PDF (Standard V1.3 40-bit RC4) Salt-value exception
#1
Thumbs Up 
I'm trying to crack an encrypted to open pdf (demand a key when opening) with hashcat but it seems there is an issue in the hash.

I got the hash using latest pdf2john.pl (from john git-repo), which works in john. So *after* formatting it, the hash looks like:
Code:
$pdf$1*3*40*-60*1*16*884e1235aa7ee88713d7184e8f203354*32*8bd267f062849e03995f94eff2d47d1f28bf4e5e4e758a4164004e56fffa0108*32*2647bfb697425500f132c2342a8040ae5c6991068eefcaff00fbfc8586b33781

Here is the input and output from hashcat:
Code:
$ hashcat  -m 10400 ../ap.hashcat
hashcat (v5.1.0) starting...

OpenCL Platform #1: Intel(R) Corporation
========================================
* Device #1: Intel(R) Core(TM) i7-6700 CPU @ 3.40GHz, 4083/16335 MB allocatable, 8MCU

./OpenCL/m10400_a0-optimized.cl: Pure OpenCL kernel not found, falling back to optimized OpenCL kernel
Hashfile '../ap.hashcat' on line 1 ($pdf$1...5c6991068eefcaff00fbfc8586b33781): Salt-value exception
No hashes loaded.

Started: Sun Dec 02 22:42:46 2018
Stopped: Sun Dec 02 22:42:46 2018

I tried the format 10400 for PDF 1.1 - 1.3 (Acrobat 2 - 4)[1], but I had tried all PDF formats, the error changes to "Separator unmatched".

The same hash, provided as:
Code:
Ap.pdf:$pdf$1*3*40*-60*1*16*884e1235aa7ee88713d7184e8f203354*32*8bd267f062849e03995f94eff2d47d1f28bf4e5e4e758a4164004e56fffa0108*32*2647bfb697425500f132c2342a8040ae5c6991068eefcaff00fbfc8586b33781

Works in John in last commit, so it's a hashcat issue, right?

I'm already read some posts here in this forum, as https://hashcat.net/forum/thread-4105.html, but they were for past versions.
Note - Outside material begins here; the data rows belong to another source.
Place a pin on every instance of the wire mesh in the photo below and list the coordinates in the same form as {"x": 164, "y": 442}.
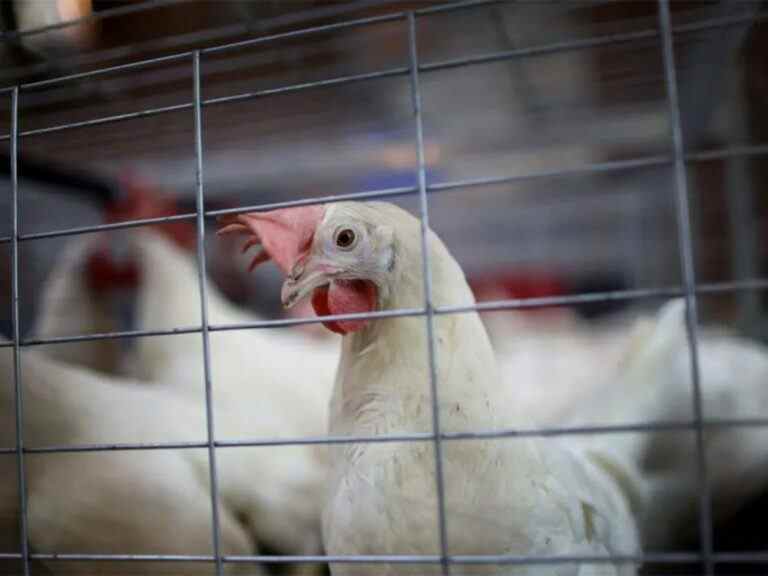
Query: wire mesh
{"x": 689, "y": 289}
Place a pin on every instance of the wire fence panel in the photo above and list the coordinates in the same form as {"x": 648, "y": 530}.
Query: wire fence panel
{"x": 689, "y": 289}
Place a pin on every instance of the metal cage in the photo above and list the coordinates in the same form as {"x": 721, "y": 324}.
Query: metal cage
{"x": 424, "y": 190}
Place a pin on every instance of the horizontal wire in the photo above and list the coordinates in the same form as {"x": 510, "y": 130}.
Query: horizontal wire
{"x": 390, "y": 192}
{"x": 648, "y": 558}
{"x": 487, "y": 306}
{"x": 595, "y": 168}
{"x": 342, "y": 80}
{"x": 501, "y": 434}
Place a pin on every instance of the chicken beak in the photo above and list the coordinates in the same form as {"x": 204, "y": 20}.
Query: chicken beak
{"x": 301, "y": 282}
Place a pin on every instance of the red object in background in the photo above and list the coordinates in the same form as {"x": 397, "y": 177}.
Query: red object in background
{"x": 516, "y": 285}
{"x": 142, "y": 201}
{"x": 139, "y": 201}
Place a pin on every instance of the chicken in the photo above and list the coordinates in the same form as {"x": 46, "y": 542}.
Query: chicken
{"x": 552, "y": 364}
{"x": 112, "y": 502}
{"x": 260, "y": 392}
{"x": 653, "y": 384}
{"x": 521, "y": 496}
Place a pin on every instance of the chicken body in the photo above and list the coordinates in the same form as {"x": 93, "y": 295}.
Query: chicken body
{"x": 511, "y": 496}
{"x": 111, "y": 502}
{"x": 259, "y": 390}
{"x": 654, "y": 384}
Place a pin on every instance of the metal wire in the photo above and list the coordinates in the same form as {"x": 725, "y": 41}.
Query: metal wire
{"x": 689, "y": 290}
{"x": 685, "y": 245}
{"x": 552, "y": 48}
{"x": 18, "y": 387}
{"x": 429, "y": 310}
{"x": 488, "y": 306}
{"x": 549, "y": 432}
{"x": 589, "y": 169}
{"x": 203, "y": 288}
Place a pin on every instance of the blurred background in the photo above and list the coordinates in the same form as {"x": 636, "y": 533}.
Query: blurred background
{"x": 549, "y": 153}
{"x": 534, "y": 113}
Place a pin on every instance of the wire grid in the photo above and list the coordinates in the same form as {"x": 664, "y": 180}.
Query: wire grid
{"x": 690, "y": 290}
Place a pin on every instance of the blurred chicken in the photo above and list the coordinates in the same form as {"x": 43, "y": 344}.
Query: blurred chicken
{"x": 260, "y": 392}
{"x": 112, "y": 502}
{"x": 652, "y": 383}
{"x": 524, "y": 496}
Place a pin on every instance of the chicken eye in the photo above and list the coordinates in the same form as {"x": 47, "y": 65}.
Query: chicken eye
{"x": 345, "y": 238}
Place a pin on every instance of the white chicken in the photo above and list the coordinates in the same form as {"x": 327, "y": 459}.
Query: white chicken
{"x": 112, "y": 502}
{"x": 653, "y": 384}
{"x": 515, "y": 496}
{"x": 260, "y": 392}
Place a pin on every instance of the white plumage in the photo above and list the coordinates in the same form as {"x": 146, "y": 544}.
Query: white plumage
{"x": 516, "y": 496}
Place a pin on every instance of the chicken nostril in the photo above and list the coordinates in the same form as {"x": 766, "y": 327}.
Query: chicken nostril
{"x": 297, "y": 271}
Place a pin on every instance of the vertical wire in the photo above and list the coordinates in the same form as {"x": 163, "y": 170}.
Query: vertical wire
{"x": 427, "y": 274}
{"x": 689, "y": 281}
{"x": 19, "y": 392}
{"x": 203, "y": 286}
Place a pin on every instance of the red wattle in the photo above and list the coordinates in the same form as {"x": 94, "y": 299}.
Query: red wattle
{"x": 345, "y": 297}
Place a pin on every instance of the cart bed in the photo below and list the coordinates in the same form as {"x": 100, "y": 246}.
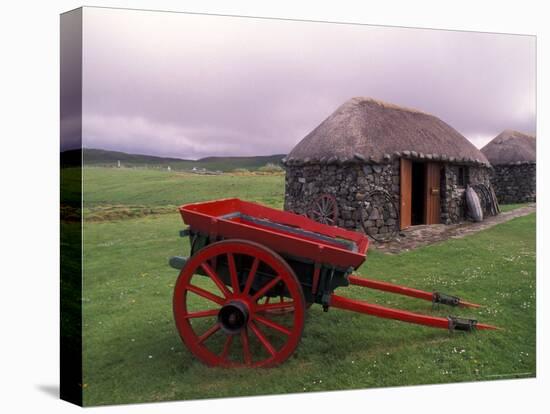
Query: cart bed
{"x": 286, "y": 233}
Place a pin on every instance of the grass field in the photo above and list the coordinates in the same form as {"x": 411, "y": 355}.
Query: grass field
{"x": 132, "y": 351}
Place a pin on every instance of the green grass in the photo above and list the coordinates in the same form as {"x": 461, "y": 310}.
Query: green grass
{"x": 106, "y": 158}
{"x": 112, "y": 193}
{"x": 132, "y": 351}
{"x": 510, "y": 207}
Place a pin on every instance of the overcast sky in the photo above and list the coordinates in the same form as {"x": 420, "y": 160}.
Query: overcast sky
{"x": 190, "y": 86}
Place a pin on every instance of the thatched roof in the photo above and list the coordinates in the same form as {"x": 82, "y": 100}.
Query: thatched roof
{"x": 367, "y": 129}
{"x": 511, "y": 147}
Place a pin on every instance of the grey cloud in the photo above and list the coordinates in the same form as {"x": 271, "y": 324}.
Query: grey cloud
{"x": 208, "y": 85}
So, there's something I can do?

Thanks \o/

[1] https://hashcat.net/wiki/doku.php?id=example_hashes
#2
I think it should be -m 10400 = PDF 1.1 - 1.3 (Acrobat 2 - 4)
but your hash starts with $pdf$1*3* and only V == 1 and R == 2 is allowd by the parser.

Remember that you should never post hashes on this forum... and only if you are asked by an admin/moderator, you of course need to include the password too (otherwise it's diffucult to troubleshoot anything).

Can you confirm it is a Acrobat 2, Acrobat 3 or Acrobat 4 PDF format ? I think the problem is that hashcat just doesn't allow R = 3
#3
(12-03-2018, 02:17 PM)philsmd Wrote: I think it should be -m 10400 = PDF 1.1 - 1.3 (Acrobat 2 - 4)
but your hash starts with $pdf$1*3* and only V == 1 and R == 2 is allowd by the parser.

Remember that you should never post hashes on this forum... and only if you are asked by an admin/moderator, you of course need to include the password too (otherwise it's diffucult to troubleshoot anything).

Can you confirm it is a Acrobat 2, Acrobat 3 or Acrobat 4 PDF format ? I think the problem is that hashcat just doesn't allow R = 3

Yep you're right, it's PDF v1.4, I was confused with standard v1.3 (encryption). Although I had already tested with -m 10500 (PDF 1.4 - 1.6, Acrobat 5 - 8), which returns "Token length exception".